Closed mccheah closed 7 years ago
Thank you for this 👍
@varunkatta I changed some things in the scheduler backend related to #244. Some of them are style things and variable renames, but there was a case I identified where we didn't call removeExecutor
when I think we should. The unit tests reflect what I thought should be the expected behavior. It would be much appreciated if you could take a look at the changes and the tests to verify whether or not we're doing the right thing here.
Integration test failure is legit from #454.
This is ready for review, but is not strictly complete. I'm certain that some corner cases are missing in the scheduler backend tests.
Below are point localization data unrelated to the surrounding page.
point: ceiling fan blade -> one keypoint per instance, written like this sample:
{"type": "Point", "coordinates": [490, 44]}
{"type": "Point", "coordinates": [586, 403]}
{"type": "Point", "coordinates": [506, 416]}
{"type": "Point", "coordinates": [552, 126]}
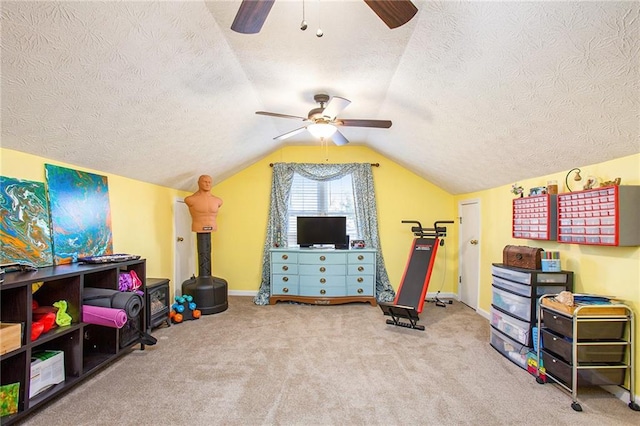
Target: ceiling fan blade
{"type": "Point", "coordinates": [289, 134]}
{"type": "Point", "coordinates": [381, 124]}
{"type": "Point", "coordinates": [394, 13]}
{"type": "Point", "coordinates": [335, 107]}
{"type": "Point", "coordinates": [251, 16]}
{"type": "Point", "coordinates": [339, 139]}
{"type": "Point", "coordinates": [275, 114]}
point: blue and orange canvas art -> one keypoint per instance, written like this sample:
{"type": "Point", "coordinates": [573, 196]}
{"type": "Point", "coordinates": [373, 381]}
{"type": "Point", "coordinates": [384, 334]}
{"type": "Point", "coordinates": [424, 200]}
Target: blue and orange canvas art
{"type": "Point", "coordinates": [25, 235]}
{"type": "Point", "coordinates": [80, 214]}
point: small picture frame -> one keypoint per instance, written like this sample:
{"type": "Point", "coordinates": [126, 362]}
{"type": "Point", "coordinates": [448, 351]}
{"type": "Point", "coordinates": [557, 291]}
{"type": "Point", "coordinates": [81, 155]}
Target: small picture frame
{"type": "Point", "coordinates": [356, 244]}
{"type": "Point", "coordinates": [538, 190]}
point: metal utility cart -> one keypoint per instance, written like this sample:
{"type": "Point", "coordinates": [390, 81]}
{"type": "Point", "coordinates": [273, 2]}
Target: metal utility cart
{"type": "Point", "coordinates": [590, 345]}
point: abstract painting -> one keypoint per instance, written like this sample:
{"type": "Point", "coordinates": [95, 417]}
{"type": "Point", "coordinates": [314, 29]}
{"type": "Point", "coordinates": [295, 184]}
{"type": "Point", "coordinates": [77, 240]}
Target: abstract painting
{"type": "Point", "coordinates": [80, 214]}
{"type": "Point", "coordinates": [25, 235]}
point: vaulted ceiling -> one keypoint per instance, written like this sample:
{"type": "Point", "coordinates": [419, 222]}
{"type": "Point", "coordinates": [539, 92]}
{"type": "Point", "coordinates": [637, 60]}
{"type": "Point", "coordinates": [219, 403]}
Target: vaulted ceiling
{"type": "Point", "coordinates": [480, 94]}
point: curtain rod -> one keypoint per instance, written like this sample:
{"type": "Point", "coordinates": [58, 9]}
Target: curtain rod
{"type": "Point", "coordinates": [372, 164]}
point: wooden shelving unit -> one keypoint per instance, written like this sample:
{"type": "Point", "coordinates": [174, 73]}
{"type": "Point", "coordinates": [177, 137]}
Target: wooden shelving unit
{"type": "Point", "coordinates": [86, 347]}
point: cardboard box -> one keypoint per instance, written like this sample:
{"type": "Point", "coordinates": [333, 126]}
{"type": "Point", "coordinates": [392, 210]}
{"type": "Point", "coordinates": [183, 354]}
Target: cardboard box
{"type": "Point", "coordinates": [47, 369]}
{"type": "Point", "coordinates": [9, 399]}
{"type": "Point", "coordinates": [10, 337]}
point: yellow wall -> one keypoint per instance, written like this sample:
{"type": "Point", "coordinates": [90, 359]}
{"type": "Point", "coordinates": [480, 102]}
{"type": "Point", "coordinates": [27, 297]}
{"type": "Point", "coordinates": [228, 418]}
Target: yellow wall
{"type": "Point", "coordinates": [600, 270]}
{"type": "Point", "coordinates": [142, 218]}
{"type": "Point", "coordinates": [611, 271]}
{"type": "Point", "coordinates": [401, 195]}
{"type": "Point", "coordinates": [141, 213]}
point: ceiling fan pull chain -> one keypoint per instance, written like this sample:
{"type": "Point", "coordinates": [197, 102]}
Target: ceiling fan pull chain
{"type": "Point", "coordinates": [319, 32]}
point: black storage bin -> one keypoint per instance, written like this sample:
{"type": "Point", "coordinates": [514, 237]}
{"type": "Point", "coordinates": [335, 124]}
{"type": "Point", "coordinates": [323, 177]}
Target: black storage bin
{"type": "Point", "coordinates": [604, 375]}
{"type": "Point", "coordinates": [561, 346]}
{"type": "Point", "coordinates": [599, 330]}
As well, we don't yet unit test the components that were factored out in #454 and #452. I'll probably revisit these but I would like to keep these PRs small so that we can incrementally follow the cases that we've been covering in these tests.
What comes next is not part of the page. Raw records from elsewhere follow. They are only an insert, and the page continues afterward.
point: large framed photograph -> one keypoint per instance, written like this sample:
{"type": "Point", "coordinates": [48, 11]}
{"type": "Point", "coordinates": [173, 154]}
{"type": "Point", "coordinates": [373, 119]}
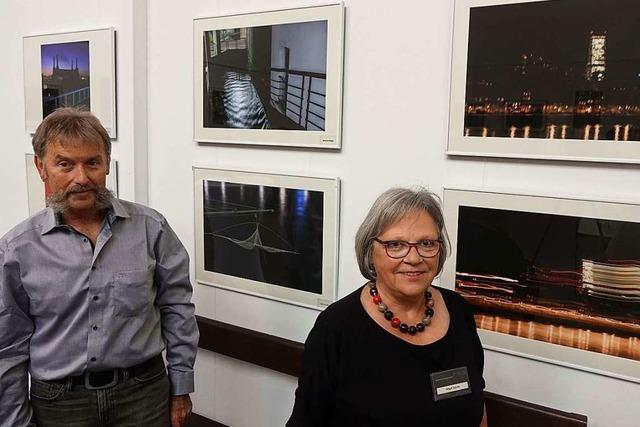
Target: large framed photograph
{"type": "Point", "coordinates": [554, 279]}
{"type": "Point", "coordinates": [550, 79]}
{"type": "Point", "coordinates": [70, 70]}
{"type": "Point", "coordinates": [271, 78]}
{"type": "Point", "coordinates": [274, 236]}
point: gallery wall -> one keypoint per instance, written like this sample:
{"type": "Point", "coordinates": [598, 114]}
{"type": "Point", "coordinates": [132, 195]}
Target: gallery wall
{"type": "Point", "coordinates": [27, 18]}
{"type": "Point", "coordinates": [395, 114]}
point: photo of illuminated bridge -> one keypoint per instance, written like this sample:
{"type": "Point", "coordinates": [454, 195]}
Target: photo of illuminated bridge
{"type": "Point", "coordinates": [65, 76]}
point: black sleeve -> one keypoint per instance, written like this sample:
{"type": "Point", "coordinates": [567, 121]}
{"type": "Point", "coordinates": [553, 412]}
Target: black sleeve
{"type": "Point", "coordinates": [478, 351]}
{"type": "Point", "coordinates": [315, 396]}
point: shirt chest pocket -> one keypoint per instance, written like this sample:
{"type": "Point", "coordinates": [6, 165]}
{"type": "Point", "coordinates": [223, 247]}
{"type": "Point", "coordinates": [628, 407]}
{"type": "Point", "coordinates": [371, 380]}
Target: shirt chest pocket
{"type": "Point", "coordinates": [133, 292]}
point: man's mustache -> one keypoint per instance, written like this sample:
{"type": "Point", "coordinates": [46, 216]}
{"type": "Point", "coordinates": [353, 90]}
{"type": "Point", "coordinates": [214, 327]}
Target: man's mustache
{"type": "Point", "coordinates": [77, 188]}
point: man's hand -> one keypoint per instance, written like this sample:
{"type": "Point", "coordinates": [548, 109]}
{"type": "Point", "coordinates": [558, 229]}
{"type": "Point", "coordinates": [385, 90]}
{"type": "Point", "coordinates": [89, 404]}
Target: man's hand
{"type": "Point", "coordinates": [180, 410]}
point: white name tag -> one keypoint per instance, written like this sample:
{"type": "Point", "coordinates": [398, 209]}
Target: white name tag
{"type": "Point", "coordinates": [451, 388]}
{"type": "Point", "coordinates": [450, 383]}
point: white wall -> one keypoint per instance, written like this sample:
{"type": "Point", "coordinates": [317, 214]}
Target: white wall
{"type": "Point", "coordinates": [395, 124]}
{"type": "Point", "coordinates": [19, 18]}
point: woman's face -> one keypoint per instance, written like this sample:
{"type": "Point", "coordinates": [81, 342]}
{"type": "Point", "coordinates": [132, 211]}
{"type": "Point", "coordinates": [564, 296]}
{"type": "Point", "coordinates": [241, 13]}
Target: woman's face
{"type": "Point", "coordinates": [408, 276]}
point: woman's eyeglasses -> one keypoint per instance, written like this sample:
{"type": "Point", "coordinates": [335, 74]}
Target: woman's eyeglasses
{"type": "Point", "coordinates": [426, 248]}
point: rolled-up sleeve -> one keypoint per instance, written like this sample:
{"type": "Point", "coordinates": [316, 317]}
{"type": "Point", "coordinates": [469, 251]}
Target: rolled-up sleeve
{"type": "Point", "coordinates": [16, 329]}
{"type": "Point", "coordinates": [179, 327]}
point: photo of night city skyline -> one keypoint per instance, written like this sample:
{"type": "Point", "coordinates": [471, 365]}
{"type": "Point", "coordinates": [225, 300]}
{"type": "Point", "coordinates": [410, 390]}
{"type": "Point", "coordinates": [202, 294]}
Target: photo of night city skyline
{"type": "Point", "coordinates": [557, 69]}
{"type": "Point", "coordinates": [65, 76]}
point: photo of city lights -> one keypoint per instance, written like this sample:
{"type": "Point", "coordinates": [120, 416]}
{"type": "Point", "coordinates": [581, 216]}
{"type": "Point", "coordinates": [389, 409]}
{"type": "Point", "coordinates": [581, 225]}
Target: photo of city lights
{"type": "Point", "coordinates": [547, 280]}
{"type": "Point", "coordinates": [557, 70]}
{"type": "Point", "coordinates": [65, 76]}
{"type": "Point", "coordinates": [74, 69]}
{"type": "Point", "coordinates": [268, 235]}
{"type": "Point", "coordinates": [270, 78]}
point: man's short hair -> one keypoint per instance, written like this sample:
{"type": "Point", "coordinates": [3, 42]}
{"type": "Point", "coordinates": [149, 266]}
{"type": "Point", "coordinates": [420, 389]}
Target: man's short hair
{"type": "Point", "coordinates": [69, 124]}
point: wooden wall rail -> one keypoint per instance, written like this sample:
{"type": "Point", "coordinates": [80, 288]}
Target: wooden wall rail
{"type": "Point", "coordinates": [285, 356]}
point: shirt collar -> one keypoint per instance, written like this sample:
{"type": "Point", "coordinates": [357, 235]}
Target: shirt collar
{"type": "Point", "coordinates": [53, 220]}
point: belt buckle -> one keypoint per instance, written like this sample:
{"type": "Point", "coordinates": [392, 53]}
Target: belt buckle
{"type": "Point", "coordinates": [89, 386]}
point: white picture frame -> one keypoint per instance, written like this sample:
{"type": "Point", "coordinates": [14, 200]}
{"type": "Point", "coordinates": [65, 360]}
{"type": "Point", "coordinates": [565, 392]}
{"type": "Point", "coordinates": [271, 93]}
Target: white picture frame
{"type": "Point", "coordinates": [100, 61]}
{"type": "Point", "coordinates": [296, 92]}
{"type": "Point", "coordinates": [556, 340]}
{"type": "Point", "coordinates": [268, 235]}
{"type": "Point", "coordinates": [575, 120]}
Assigning @varunkatta and @foxish to verify correctness of the nuanced but important logic changes done here.
Also, I think this should probably go in before #392 . I can merge changes from this PR into #392 once this PR is accepted.
Rebased
rerun unit tests please
K reverted it -- will merge when builds are green!
It's merged -- was there more you thought should be done here?
@ash211 Sorry,i have just seen it,will it be closed soon? i just think There may be some unknown problems in #244 as it still lacks large-scale use. Anyway,i will test this function in practical use and report problems.
I've seen some problems myself with executor recovery, but haven't dug into why yet. Please do open new issues with any observations you see of bad behavior!
Requires #454, which in turn requires #452.